Precisamente. No sé porqué se da por entendido que cuando una acaba con su vida el único motivo debe ser una gran desesperación, una imposibilidad absoluta de enfrentarse a los problemas, un gran desapego a la vida.
Nada más lejos de mi verdad.
Era un sábado esplendoroso de otoño. El sol había dorado lentamente la ciudad desde un azul intenso. El vinito, los amigos, los juegos, habían desplegado una red de bienestar sobre la que flotaba. Al final del día, mi amor y yo regresamos a casa. Subí al terrado a recoger la ropa que había tendido por la mañana.

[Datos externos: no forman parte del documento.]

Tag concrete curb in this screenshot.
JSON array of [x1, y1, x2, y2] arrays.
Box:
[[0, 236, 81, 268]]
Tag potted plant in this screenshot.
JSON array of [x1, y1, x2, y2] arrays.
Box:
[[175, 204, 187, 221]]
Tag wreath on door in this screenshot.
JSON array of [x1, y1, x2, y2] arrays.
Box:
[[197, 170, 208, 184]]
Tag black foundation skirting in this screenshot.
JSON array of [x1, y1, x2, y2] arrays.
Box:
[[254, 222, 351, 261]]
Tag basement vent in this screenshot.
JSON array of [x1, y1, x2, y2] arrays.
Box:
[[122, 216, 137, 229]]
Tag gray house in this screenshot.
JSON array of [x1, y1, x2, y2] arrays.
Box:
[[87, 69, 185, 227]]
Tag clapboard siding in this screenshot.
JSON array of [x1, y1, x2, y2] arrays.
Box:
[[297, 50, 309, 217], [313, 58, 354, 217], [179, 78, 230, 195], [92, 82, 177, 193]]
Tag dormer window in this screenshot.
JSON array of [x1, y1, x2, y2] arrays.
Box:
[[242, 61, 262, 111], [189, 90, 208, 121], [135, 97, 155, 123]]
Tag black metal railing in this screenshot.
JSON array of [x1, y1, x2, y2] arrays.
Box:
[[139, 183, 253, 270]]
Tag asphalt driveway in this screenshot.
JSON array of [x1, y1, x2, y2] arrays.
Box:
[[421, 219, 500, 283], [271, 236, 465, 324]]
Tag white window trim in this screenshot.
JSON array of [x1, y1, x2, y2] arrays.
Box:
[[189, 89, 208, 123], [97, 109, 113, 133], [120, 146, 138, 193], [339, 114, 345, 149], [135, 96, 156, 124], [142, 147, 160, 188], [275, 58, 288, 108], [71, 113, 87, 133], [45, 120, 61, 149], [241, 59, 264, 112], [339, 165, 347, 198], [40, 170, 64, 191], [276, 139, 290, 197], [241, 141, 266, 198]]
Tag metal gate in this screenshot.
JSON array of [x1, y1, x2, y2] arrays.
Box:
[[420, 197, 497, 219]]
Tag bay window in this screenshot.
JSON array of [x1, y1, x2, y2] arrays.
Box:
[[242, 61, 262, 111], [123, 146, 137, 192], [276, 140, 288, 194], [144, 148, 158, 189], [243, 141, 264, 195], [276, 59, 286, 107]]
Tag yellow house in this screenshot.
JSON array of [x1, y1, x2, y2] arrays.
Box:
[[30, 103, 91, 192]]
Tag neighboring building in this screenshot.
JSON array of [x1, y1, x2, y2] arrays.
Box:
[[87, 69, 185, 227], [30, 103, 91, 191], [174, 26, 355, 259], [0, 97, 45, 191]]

El viento soplaba suave, pero frío. Me sentí eufórica, vigorizada. Sobre la montaña la catedral rezumaba oro de sus ventanas. Había incluso estrellas muy brillantes, en una noche muy negra. Era feliz. No echaba de menos. No deseaba. Estaba en paz y satisfecha. Era imposible que pudiera, en algún tiempo futuro, ser más feliz que ahora. ¿Para qué estropearlo? ¿Para qué descender las escaleras hacia algún posible momento sórdido, triste, doloroso? ¿Acaso no es derecho nuestro escoger cómo y cuándo queremos despedirnos del mundo?
Es cierto que casi me arrepiento, después de dar la vuelta al terrado y ver que el único lugar por el que podía caer en picado hasta un nivel cero, estaba bastante sucio y abandonado. Pero iba bien vestida, calzaba mis nuevas botas, y mis pestañas estaban separadas y largas. No sería una última foto horrenda. Me encaramé al saliente. Antes de saltar, vi a través de una ventana un salón rojo y una lámpara amarilla.